Much miscommunication and incidental complexity stems from inverting that relationship, IMHO. Treating the product, i.e. the software, as the valuable asset and curating it thusly encourages us to focus on issues that are less relevant. It's harder to freely explore the problem domain and update our understanding when the landscape changes.
How this boils down in my day-to-day is that I have started giving my devs much more agency, allowing them to make bigger mistakes and learn harder-earned lessons, as long as it's clear that they're engaging directly with the core problem. In nitty-gritty discussions, I make sure that the discussion never loses sight of the core business problem and try to makes sure we stay aligned on that core aspect.
It's a bit strange that simply writing a YAML parser could connect so directly with business management-level sentiments, but I went into the project knowing that the problem itself isn't information theoretically massive and that APL should let me converge on some "set of equations" that distilled out its essential nature.
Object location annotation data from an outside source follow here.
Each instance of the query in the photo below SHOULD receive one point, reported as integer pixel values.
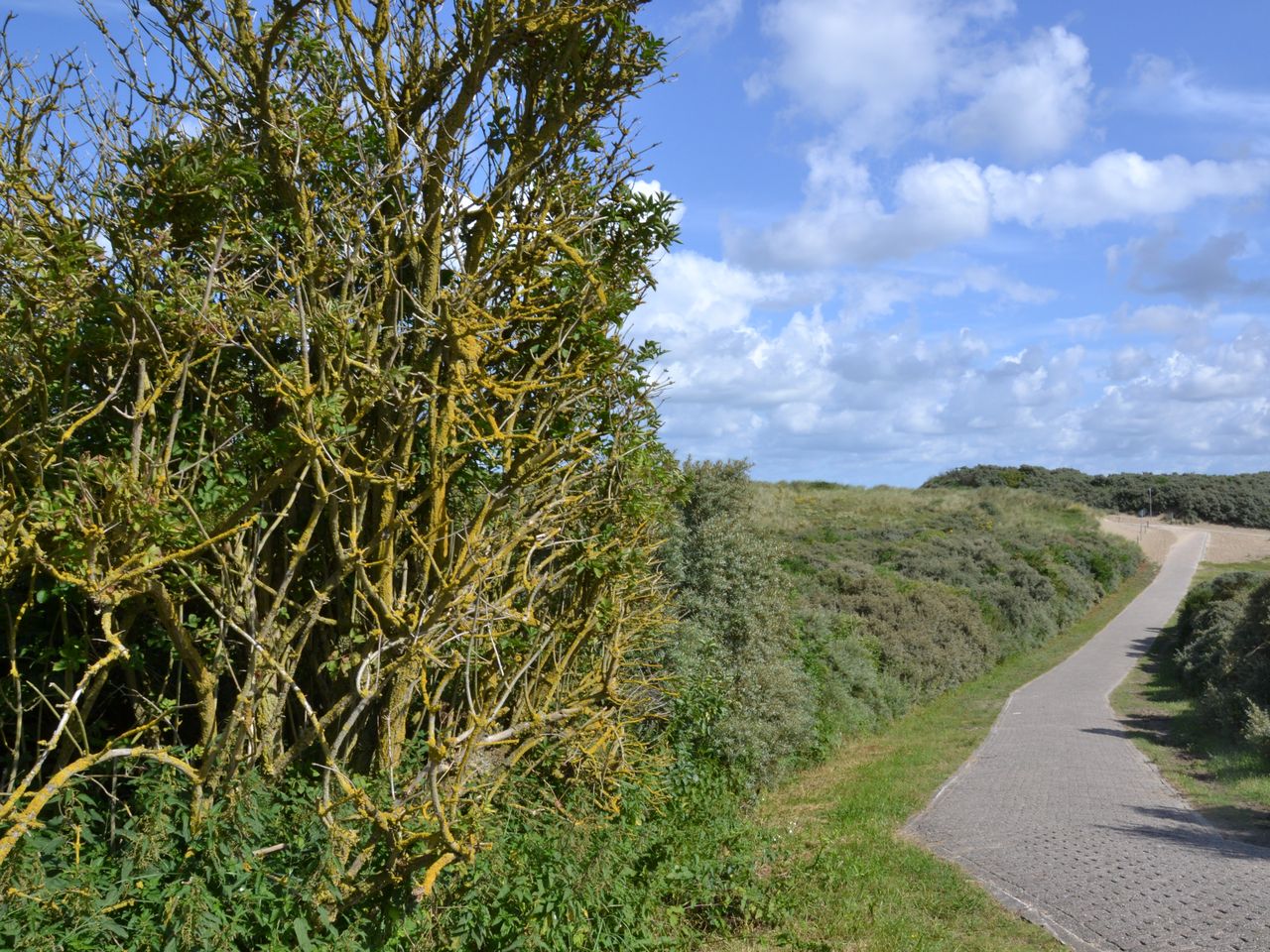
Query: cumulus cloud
(944, 202)
(1203, 275)
(984, 280)
(708, 21)
(1032, 102)
(1159, 85)
(889, 400)
(887, 71)
(1118, 185)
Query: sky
(924, 234)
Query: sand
(1225, 543)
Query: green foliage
(667, 869)
(743, 694)
(902, 595)
(1242, 499)
(330, 490)
(1223, 629)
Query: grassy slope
(1227, 780)
(842, 876)
(846, 880)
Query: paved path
(1066, 821)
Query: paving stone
(1066, 821)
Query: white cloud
(1160, 86)
(708, 21)
(1118, 185)
(885, 71)
(945, 202)
(869, 402)
(1034, 103)
(1203, 275)
(1166, 318)
(985, 281)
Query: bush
(1223, 631)
(1188, 497)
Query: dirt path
(1225, 543)
(1066, 821)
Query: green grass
(1227, 780)
(843, 876)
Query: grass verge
(842, 876)
(1225, 780)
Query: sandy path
(1069, 823)
(1227, 543)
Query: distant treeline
(1188, 497)
(1216, 647)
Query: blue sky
(920, 234)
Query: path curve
(1066, 821)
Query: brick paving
(1066, 821)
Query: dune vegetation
(349, 598)
(1242, 499)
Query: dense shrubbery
(1188, 497)
(1223, 631)
(899, 595)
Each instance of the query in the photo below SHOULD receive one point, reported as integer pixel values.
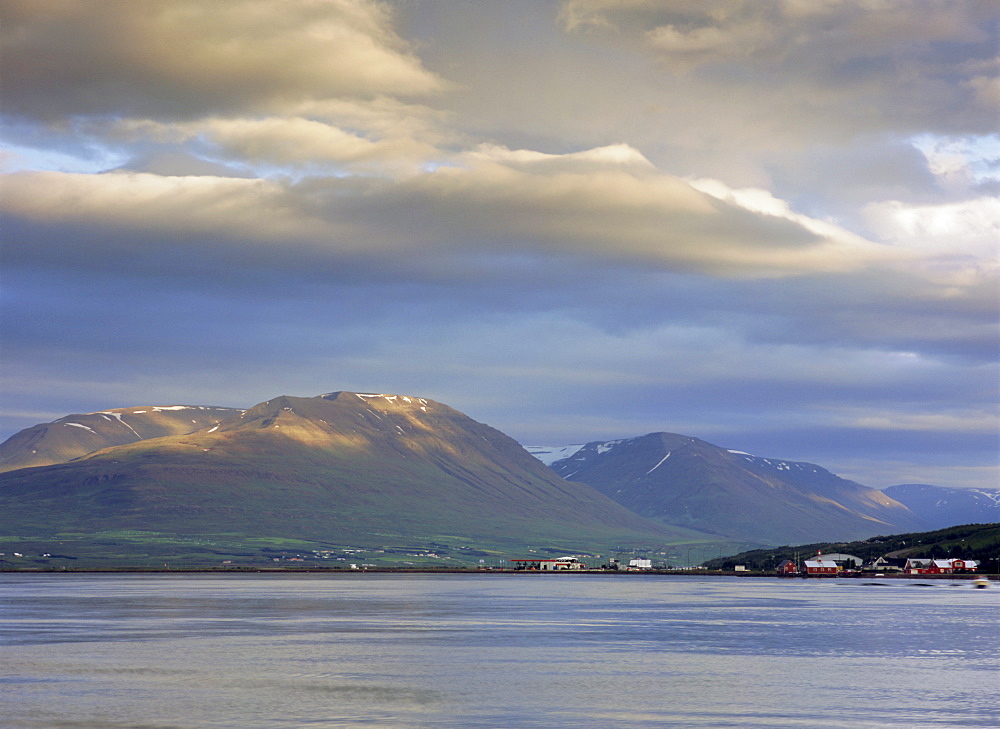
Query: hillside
(77, 435)
(980, 542)
(342, 468)
(683, 481)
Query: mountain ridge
(685, 481)
(340, 467)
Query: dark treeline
(980, 542)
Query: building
(549, 565)
(821, 567)
(846, 561)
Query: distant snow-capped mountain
(943, 507)
(684, 481)
(550, 454)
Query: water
(493, 651)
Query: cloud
(833, 67)
(771, 224)
(608, 204)
(180, 59)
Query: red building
(821, 567)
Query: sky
(769, 224)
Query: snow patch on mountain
(550, 454)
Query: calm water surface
(493, 650)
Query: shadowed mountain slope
(684, 481)
(77, 435)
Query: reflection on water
(493, 650)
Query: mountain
(944, 507)
(683, 481)
(77, 435)
(343, 468)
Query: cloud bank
(769, 224)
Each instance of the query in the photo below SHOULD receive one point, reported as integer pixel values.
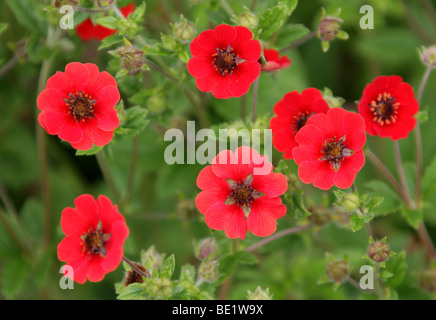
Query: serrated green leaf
(187, 273)
(271, 21)
(108, 22)
(397, 266)
(110, 41)
(168, 267)
(290, 5)
(246, 257)
(134, 291)
(138, 14)
(356, 223)
(413, 217)
(428, 188)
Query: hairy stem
(400, 170)
(132, 265)
(388, 175)
(276, 236)
(254, 102)
(418, 138)
(299, 41)
(43, 162)
(104, 167)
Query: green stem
(254, 102)
(104, 167)
(10, 229)
(400, 169)
(299, 41)
(388, 175)
(132, 173)
(132, 265)
(227, 8)
(276, 236)
(418, 138)
(43, 162)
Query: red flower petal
(220, 216)
(88, 217)
(225, 80)
(263, 215)
(346, 174)
(396, 119)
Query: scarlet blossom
(388, 106)
(225, 61)
(240, 193)
(293, 111)
(273, 61)
(95, 233)
(87, 30)
(78, 106)
(329, 150)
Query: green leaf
(168, 267)
(3, 27)
(187, 273)
(356, 223)
(89, 152)
(291, 5)
(108, 22)
(246, 257)
(110, 41)
(138, 14)
(397, 266)
(271, 21)
(134, 291)
(413, 217)
(428, 188)
(134, 122)
(14, 276)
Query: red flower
(330, 149)
(94, 237)
(87, 30)
(388, 106)
(292, 112)
(236, 197)
(273, 61)
(225, 61)
(78, 106)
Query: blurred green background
(161, 210)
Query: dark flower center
(335, 151)
(225, 60)
(134, 277)
(93, 241)
(80, 105)
(242, 194)
(301, 120)
(384, 109)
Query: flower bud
(428, 56)
(248, 19)
(378, 251)
(132, 276)
(208, 270)
(184, 30)
(330, 29)
(427, 280)
(337, 270)
(259, 294)
(207, 248)
(103, 3)
(131, 59)
(60, 3)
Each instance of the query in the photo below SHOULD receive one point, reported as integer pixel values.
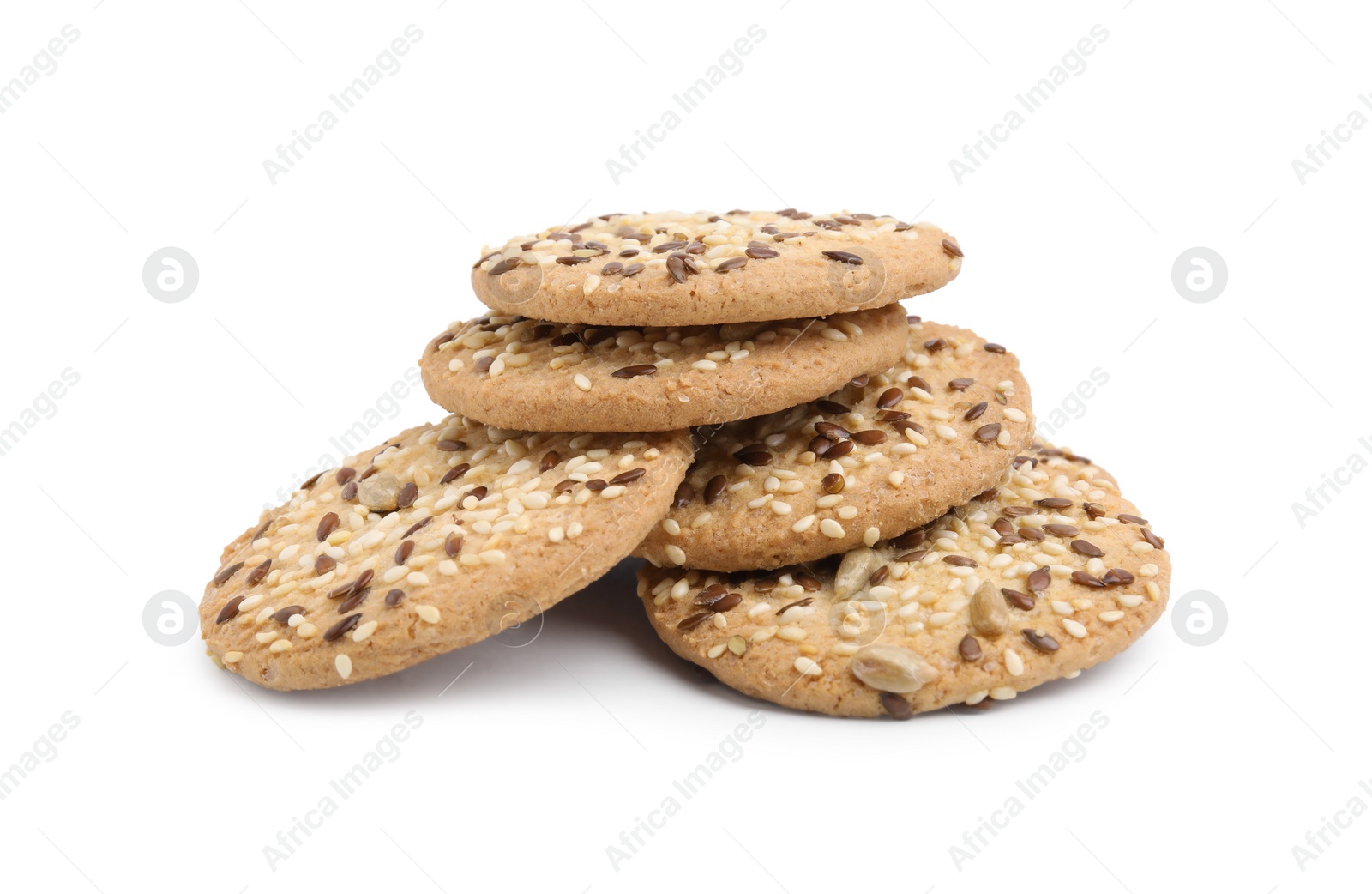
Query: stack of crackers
(840, 507)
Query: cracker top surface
(877, 457)
(415, 547)
(1049, 573)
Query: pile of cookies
(841, 509)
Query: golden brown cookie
(876, 457)
(548, 377)
(1050, 573)
(441, 537)
(706, 269)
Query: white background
(317, 293)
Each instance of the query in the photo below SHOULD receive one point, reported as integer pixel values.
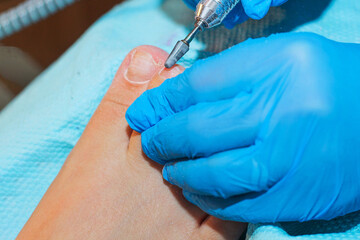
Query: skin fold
(108, 189)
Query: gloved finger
(244, 208)
(236, 16)
(223, 175)
(191, 3)
(197, 131)
(233, 71)
(257, 9)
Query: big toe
(133, 77)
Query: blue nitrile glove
(272, 127)
(255, 9)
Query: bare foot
(108, 189)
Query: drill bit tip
(180, 49)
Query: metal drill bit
(182, 46)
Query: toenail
(142, 67)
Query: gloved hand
(255, 9)
(265, 131)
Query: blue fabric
(41, 126)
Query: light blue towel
(41, 126)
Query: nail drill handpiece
(209, 13)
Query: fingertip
(165, 173)
(148, 146)
(256, 9)
(129, 118)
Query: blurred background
(25, 54)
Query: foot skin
(108, 189)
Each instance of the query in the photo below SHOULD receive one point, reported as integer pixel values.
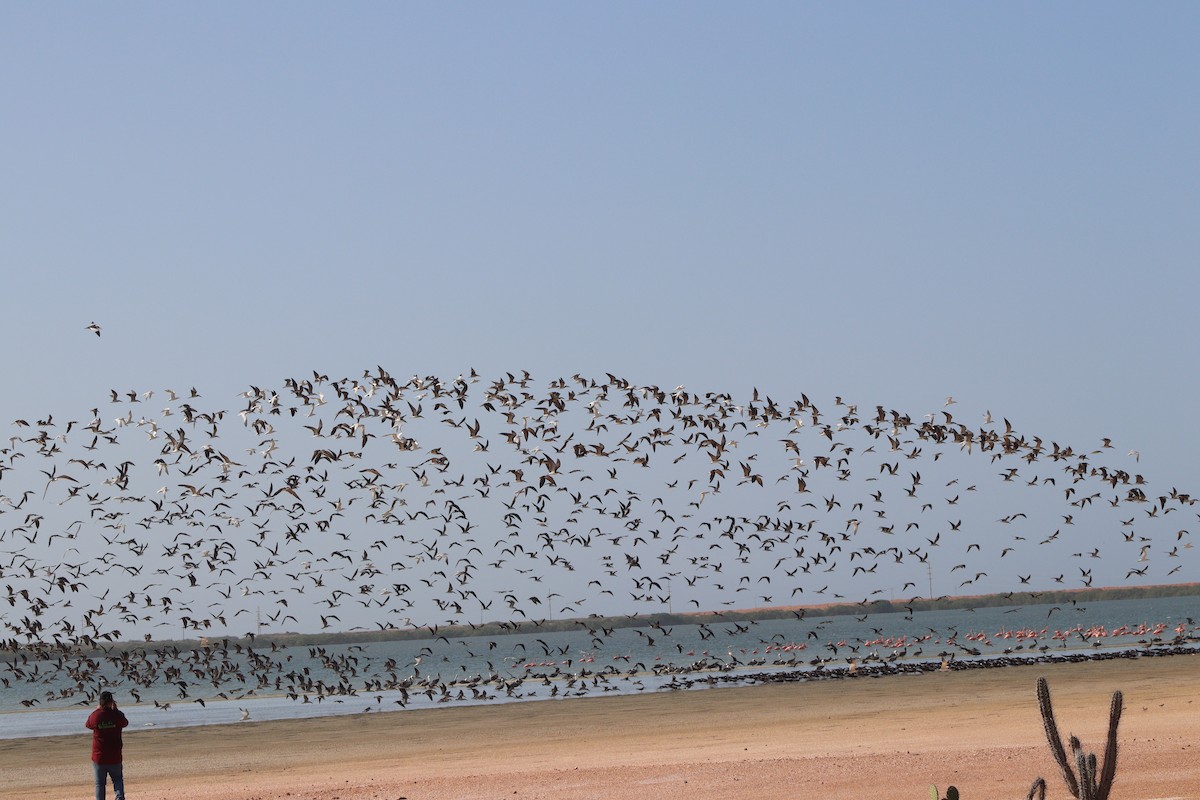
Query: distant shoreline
(911, 606)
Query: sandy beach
(868, 737)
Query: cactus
(1084, 782)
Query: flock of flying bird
(376, 504)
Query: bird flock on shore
(377, 504)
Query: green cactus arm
(1051, 728)
(1110, 750)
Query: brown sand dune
(861, 738)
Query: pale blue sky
(887, 203)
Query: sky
(888, 205)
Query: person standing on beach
(106, 723)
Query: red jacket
(106, 735)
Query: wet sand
(867, 737)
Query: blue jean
(105, 771)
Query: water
(213, 686)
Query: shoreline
(978, 729)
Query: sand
(861, 738)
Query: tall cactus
(1087, 785)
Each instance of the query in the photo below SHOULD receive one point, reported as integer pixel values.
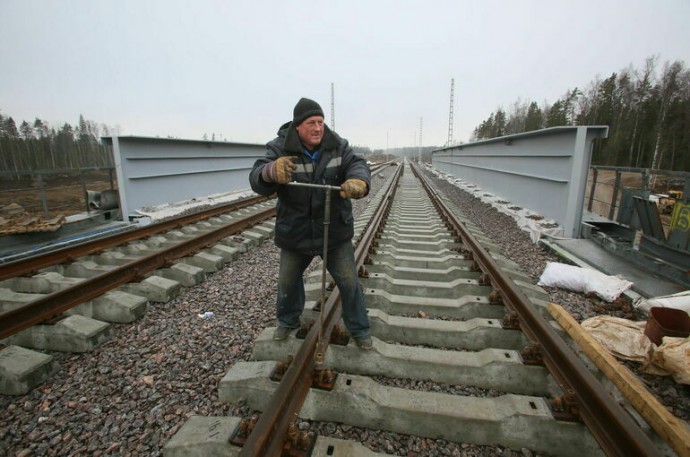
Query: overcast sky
(236, 69)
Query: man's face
(311, 131)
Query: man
(307, 151)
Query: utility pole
(421, 119)
(332, 107)
(450, 116)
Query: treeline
(37, 146)
(647, 112)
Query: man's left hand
(353, 188)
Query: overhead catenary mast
(421, 119)
(332, 107)
(450, 115)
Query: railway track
(438, 319)
(445, 309)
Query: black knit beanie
(305, 108)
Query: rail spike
(565, 407)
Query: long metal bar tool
(319, 356)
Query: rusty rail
(31, 264)
(611, 426)
(48, 306)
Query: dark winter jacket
(300, 210)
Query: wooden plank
(674, 431)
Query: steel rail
(610, 424)
(35, 263)
(270, 431)
(57, 302)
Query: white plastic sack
(623, 338)
(681, 300)
(674, 356)
(583, 280)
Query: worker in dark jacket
(307, 151)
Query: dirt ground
(63, 195)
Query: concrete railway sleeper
(435, 318)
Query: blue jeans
(342, 267)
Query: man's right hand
(280, 170)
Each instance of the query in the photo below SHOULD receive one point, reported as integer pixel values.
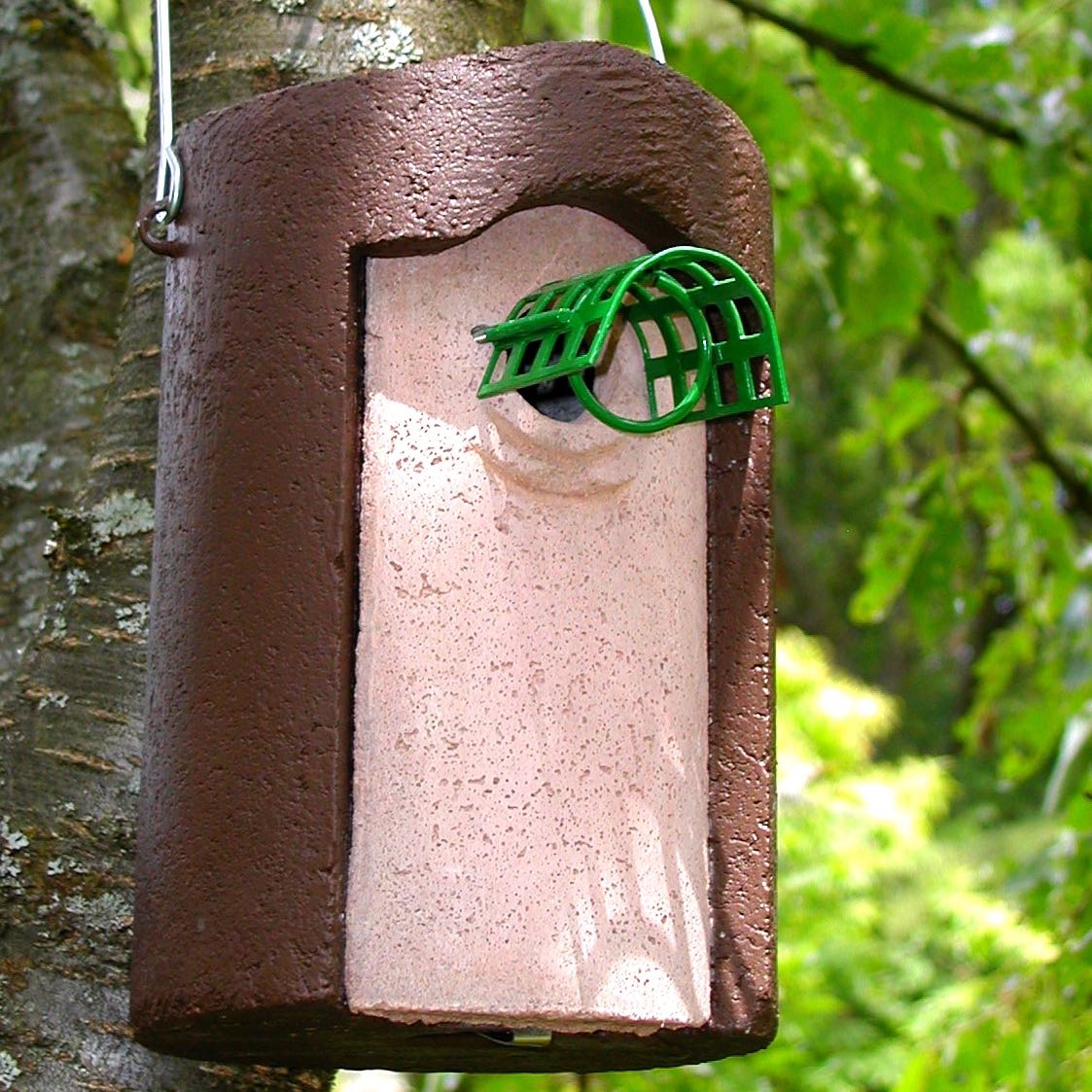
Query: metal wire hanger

The process involved many rounds of completely throwing away my entire codebase and starting from scratch. Each time I found myself thinking about details not endemic to the problem, I would throw out the code and try again. It's psychologically easier to do that with 100 lines of APL than with the 10,000 line equivalent Python or C. Now everything is at a point where pretty much every character in the implementation externalizes some important piece of my understanding about YAML parsing.
That process contrasted starkly with the habits and culture at my work and got me to think about how much time, energy, and emotion is spent on potential irrelevancies, which then lead to thinking about where my company's true value lies and how we can keep that at the forefront.